Bis zum Jahr 2015, sagt die Behörde in einer kürzlich veröffentlichten Mitteilung voraus, steige die Zahl der „Alleinlebenden“ von jetzt 12,7 auf 14 Millionen Menschen, so daß dann 36,4 Prozent aller Haushalte von Singles geführt werden – „ein Rekord“. Parallel dazu, so die Statistiker weiter, sinke die Zahl der Haushalte mit drei und vier Personen um 1,7 bzw. gar um 1,8 Prozent.

Was sagt uns das: Daß es Hausbesitzern und Maklern nach der Jahrtausendwende noch besser gehen wird als heute? Daß, da Singles bekanntlich alle in skandalös großen Wohnungen leben, immer mehr Baugrund benötigt wird, was zu Lasten der Landschaft geht? Ja, und sonst? Man muß natürlich zwischen den Zeilen lesen, um zu verstehen, was das Statistische Bundesamt uns eintrichtern will: Die Bereitschaft der Deutschen, eine Familie zu gründen, wird immer geringer, der Single der Zukunft gibt sich nur noch dem Cybersex hin, anstatt sich fortzupflanzen, und überhaupt ist angesichts der drohenden Rekordmarke nicht abzusehen, wohin das alles noch führen soll.

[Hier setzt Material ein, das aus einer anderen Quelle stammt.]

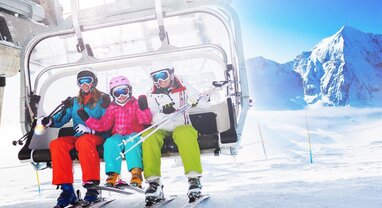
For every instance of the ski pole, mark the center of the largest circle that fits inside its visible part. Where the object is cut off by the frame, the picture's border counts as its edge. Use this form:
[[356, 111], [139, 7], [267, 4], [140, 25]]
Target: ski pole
[[171, 116], [157, 127]]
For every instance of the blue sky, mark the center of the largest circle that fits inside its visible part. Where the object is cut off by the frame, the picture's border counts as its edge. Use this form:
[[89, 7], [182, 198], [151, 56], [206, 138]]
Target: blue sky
[[280, 29]]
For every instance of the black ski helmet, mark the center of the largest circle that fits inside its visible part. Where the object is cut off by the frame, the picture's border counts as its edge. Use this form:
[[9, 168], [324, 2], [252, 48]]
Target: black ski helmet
[[87, 72]]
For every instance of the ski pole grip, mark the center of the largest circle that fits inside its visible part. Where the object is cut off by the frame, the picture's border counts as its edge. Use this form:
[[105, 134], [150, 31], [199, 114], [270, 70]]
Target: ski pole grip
[[219, 83]]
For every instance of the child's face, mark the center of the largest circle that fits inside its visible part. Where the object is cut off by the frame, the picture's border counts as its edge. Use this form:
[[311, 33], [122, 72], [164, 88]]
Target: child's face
[[164, 83], [86, 87], [123, 98]]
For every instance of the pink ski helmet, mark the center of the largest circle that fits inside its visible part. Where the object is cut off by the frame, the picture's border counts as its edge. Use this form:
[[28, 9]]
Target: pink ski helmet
[[119, 81]]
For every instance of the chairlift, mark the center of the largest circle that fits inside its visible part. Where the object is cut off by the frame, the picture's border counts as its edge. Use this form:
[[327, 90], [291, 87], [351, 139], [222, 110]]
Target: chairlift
[[200, 38]]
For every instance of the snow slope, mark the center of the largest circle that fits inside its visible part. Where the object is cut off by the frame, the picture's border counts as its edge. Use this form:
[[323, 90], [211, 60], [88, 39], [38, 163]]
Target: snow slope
[[346, 169]]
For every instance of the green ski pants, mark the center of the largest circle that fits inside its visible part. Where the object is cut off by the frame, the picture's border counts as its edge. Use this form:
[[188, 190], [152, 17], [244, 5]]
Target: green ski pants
[[185, 137]]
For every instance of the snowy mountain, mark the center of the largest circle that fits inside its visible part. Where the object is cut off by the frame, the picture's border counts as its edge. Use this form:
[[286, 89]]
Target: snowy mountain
[[274, 85], [344, 69]]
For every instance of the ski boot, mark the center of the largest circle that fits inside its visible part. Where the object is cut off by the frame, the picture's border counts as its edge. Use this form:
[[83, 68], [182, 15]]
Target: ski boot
[[90, 184], [112, 179], [136, 177], [67, 196], [195, 189], [91, 197], [154, 193]]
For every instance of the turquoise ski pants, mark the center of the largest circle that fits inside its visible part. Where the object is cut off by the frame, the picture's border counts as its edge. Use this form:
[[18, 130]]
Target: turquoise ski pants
[[185, 137], [112, 150]]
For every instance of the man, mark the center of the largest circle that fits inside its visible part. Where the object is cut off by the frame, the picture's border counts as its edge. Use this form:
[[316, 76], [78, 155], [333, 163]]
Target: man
[[167, 95]]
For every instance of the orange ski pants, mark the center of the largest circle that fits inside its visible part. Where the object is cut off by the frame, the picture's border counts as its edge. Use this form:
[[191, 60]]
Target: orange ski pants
[[62, 163]]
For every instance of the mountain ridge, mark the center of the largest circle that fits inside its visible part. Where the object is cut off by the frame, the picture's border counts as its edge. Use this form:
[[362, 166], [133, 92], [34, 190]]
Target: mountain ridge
[[344, 69]]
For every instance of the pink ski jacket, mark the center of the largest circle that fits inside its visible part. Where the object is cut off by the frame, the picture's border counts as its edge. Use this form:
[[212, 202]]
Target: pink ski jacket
[[122, 120]]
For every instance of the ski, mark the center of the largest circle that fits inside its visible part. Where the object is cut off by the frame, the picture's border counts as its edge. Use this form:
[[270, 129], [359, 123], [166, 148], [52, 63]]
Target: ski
[[133, 188], [197, 201], [126, 190], [161, 202], [100, 204]]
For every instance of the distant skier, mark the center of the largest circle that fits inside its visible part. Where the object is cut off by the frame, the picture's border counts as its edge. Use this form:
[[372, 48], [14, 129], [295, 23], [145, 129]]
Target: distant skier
[[167, 95], [85, 140], [125, 117]]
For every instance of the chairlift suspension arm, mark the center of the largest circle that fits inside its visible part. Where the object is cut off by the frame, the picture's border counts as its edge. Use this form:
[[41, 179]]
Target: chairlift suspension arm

Es fällt an dieser Mitteilung besonders auf, daß das Statistische Bundesamt alle Menschen, die einen Ein-Personen-Haushalt führen, „Alleinlebende“ nennt. Als ob jemand, der, womöglich aufgrund einschlägiger Erfahrungen, von einer Familie oder einer familienähnlichen Beziehung nichts hält, nur ein einsames, wenn nicht gar asoziales Wesen sein kann! Oft verhält es sich ja genau umgekehrt: Pärchen kapseln sich ab von der Außenwelt, während die sogenannten Alleinlebenden rege soziale Kontakte pflegen – eine Binsenweisheit, die nicht ins Weltbild der familienfreundlichen Statistiker paßt.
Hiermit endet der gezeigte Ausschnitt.